Immacolatella vecchia
«Nei primi mesi dell'anno il palazzo del Vaccaro sarà riconsegnato alla città», annuncia Spirito. L'edificio storico del XVIII secolo, luogo di partenza per milioni di italiani nei primi decenni del Novecento, è in corso di restauro al costo di circa 3,5 milioni di euro e ospiterà in futuro reperti archeologici del parco subacqueo del porto.

Piano regolatore portuale
Un anno e mezzo fa l'Autorità di sistema portuale della Campania ha redatto un primo master plan, «che non ha ancora ricevuto risposta dagli enti locali», spiega Spirito. «Entro l'anno - continua - formalizzeremo il Documento di Pianificazione Strategica di Sistema dei porti (DPSS), a quel punto l'interlocuzione sarà obbligatoria».

Museo del mare
Il progetto per realizzare un museo del mare e della migrazione nel gigantesco palazzo degli ex Magazzini Generali (una robusta struttura da decine di migliaia di metri quadri, protetta dalla sovrintendenza, da milioni di euro di restauro) è stato fatto, i gestori sono stati più o meno individuati ma mancano i soldi. «Per Genova è stato determinante l'impegno bancario.
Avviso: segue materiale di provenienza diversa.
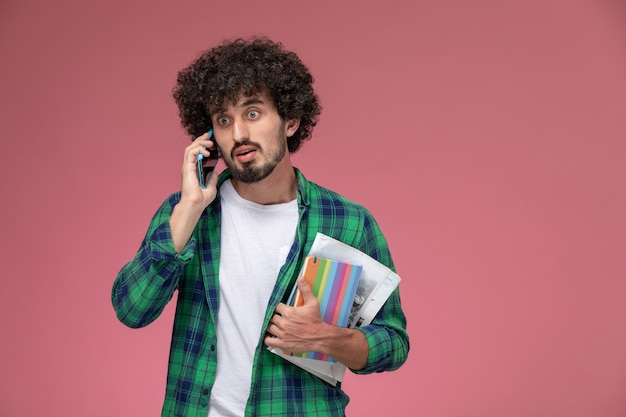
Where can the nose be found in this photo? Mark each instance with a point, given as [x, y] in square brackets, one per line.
[240, 131]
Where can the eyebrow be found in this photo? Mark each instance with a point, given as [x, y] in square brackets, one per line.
[248, 102]
[252, 100]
Finché non scatterà qualcosa del genere anche a Napoli, difficile che si andrà avanti», spiega Spirito. Il prossimo rifinanziamento utile potrebbe essere la programmazione Ue 2021-2027. «O il museo del mare diventa un progetto di città oppure non si va da nessuna parte», sostiene Spirito.

Cold ironing
Come in tutti gli altri porti del mondo, il problema dell'alimentazione elettrica delle navi ormeggiate in porto (che possono spegnere così i motori di bordo e non inquinare l'aria della città) risiede nei costi dell'energia. «Si passa da 50 a 60 Hertz di frequenza e tra il giorno e la notte la tariffa cambia parecchio. Di notte si alimentano i traghetti delle lunghe percorrenze, di giorno le unità di cabotaggio», e ci vorrebbe uniformità di costi altrimenti il sistema non è gestibile. «Il protocollo Enel-Caremar è un inizio ma bisogna riformulare le tariffe altrimenti i costi sono insostenibili. Dovrebbe intervenire l'Autorità di regolamentazione dell'energia e incentivare gli armatori, magari permettendo alla stessa Autorità di sistema portuale di erogare "ecobonus" dedicati».